The burning of hametz takes place the morning of Wednesday, April 8, before 12:00 noon. The last eating of hametz is 11:00 a.m. Normally, we provide an opportunity for people to burn their hametz at Beth Tzedec. This year, we encourage our kehillah to do so at home using their barbeque, a metal trash can or in another safe manner. If that is not possible, then one may crumble the hametz and throw it into a flowing body of water or into a natural area where animals are likely to consume it, as in tashlikh, the casting away of our sins on Rosh Hashanah.
We will be posting a variety of Passover resources, downloadable Hagaddot, supplemental readings and the like for all ages on our website. Check back regularly to see what’s been added.

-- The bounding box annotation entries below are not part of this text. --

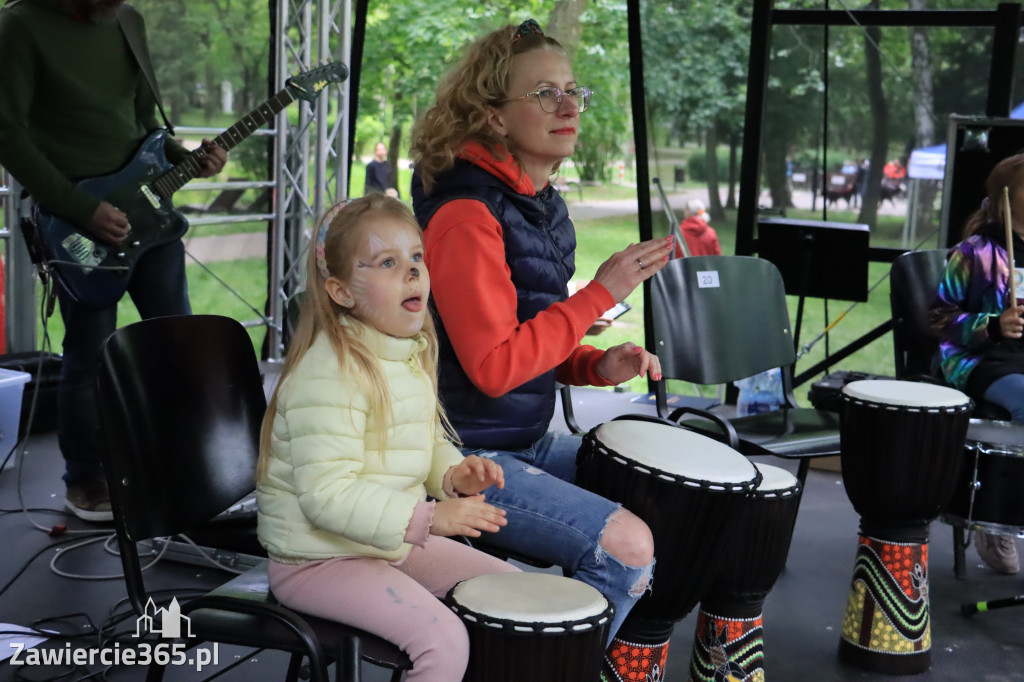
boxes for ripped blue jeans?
[463,432,654,641]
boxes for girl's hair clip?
[313,200,350,280]
[512,19,544,43]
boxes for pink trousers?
[267,536,519,682]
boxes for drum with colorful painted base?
[445,572,613,682]
[690,464,802,682]
[839,380,974,675]
[575,419,761,682]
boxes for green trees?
[145,0,1024,222]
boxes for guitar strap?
[117,3,174,135]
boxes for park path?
[184,189,906,263]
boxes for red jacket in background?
[676,215,722,258]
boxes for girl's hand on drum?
[430,495,508,538]
[594,236,675,301]
[596,342,662,384]
[452,455,505,495]
[999,305,1024,339]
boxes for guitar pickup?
[140,184,160,208]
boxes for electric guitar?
[35,62,348,308]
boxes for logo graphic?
[133,597,195,639]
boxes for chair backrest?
[889,249,946,379]
[97,315,266,542]
[651,256,797,384]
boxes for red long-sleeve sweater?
[424,143,615,397]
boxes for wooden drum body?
[690,464,803,682]
[445,572,612,682]
[839,380,974,675]
[575,419,761,680]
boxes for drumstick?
[1002,185,1017,308]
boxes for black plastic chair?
[651,251,840,484]
[97,315,411,682]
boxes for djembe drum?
[839,380,974,675]
[690,464,803,682]
[445,572,613,682]
[575,418,761,681]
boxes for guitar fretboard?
[153,88,295,199]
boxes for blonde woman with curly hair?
[256,194,517,682]
[412,19,673,675]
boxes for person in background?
[930,154,1024,573]
[362,142,398,199]
[256,194,518,682]
[676,199,722,258]
[0,0,227,521]
[412,19,673,675]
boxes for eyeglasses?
[508,86,594,114]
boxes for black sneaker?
[65,476,114,522]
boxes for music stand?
[756,218,870,348]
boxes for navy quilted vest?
[412,161,575,450]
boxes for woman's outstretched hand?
[430,495,508,538]
[594,236,675,301]
[595,342,662,384]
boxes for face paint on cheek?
[368,232,387,257]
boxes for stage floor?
[0,382,1024,682]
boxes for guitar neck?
[153,88,295,199]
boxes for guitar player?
[0,0,227,521]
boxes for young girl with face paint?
[412,19,673,675]
[251,195,517,682]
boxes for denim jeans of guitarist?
[56,240,191,483]
[463,433,653,641]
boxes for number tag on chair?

And join us! Share the shtick and supplements you will be using to make this Passover different from every other Passover. Send your materials, your internet finds, your family traditions, your pictures and more to Linda Marleny Dow at firstname.lastname@example.org, or tag us on Facebook or Twitter.
If you would like to learn more about the conversations surrounding the halakhic questions around COVID-19, the Rabbinical Assembly has an excellent Q&A section on their website.
As others have noted, it is indeed ironic that a "plague" is drastically modifying our Passover celebrations. Passover is our master myth. Just as God redeemed our ancestors from slavery in Egypt, so too will God redeem us from COVID-19. Our ancestors stayed in that night and placed the blood of the pascal sacrifice on their doors. We will stay in the night of our seders, stepping back from our traditional family and social experiences. In so doing, we too will be redeemed.
And God willing, when this passes over, and it will, we will have played a role in redeeming the world.
We pray that each of us celebrates a meaningful, safe and healthy Passover and that God will bless all humanity with health, happiness and shlaymoot.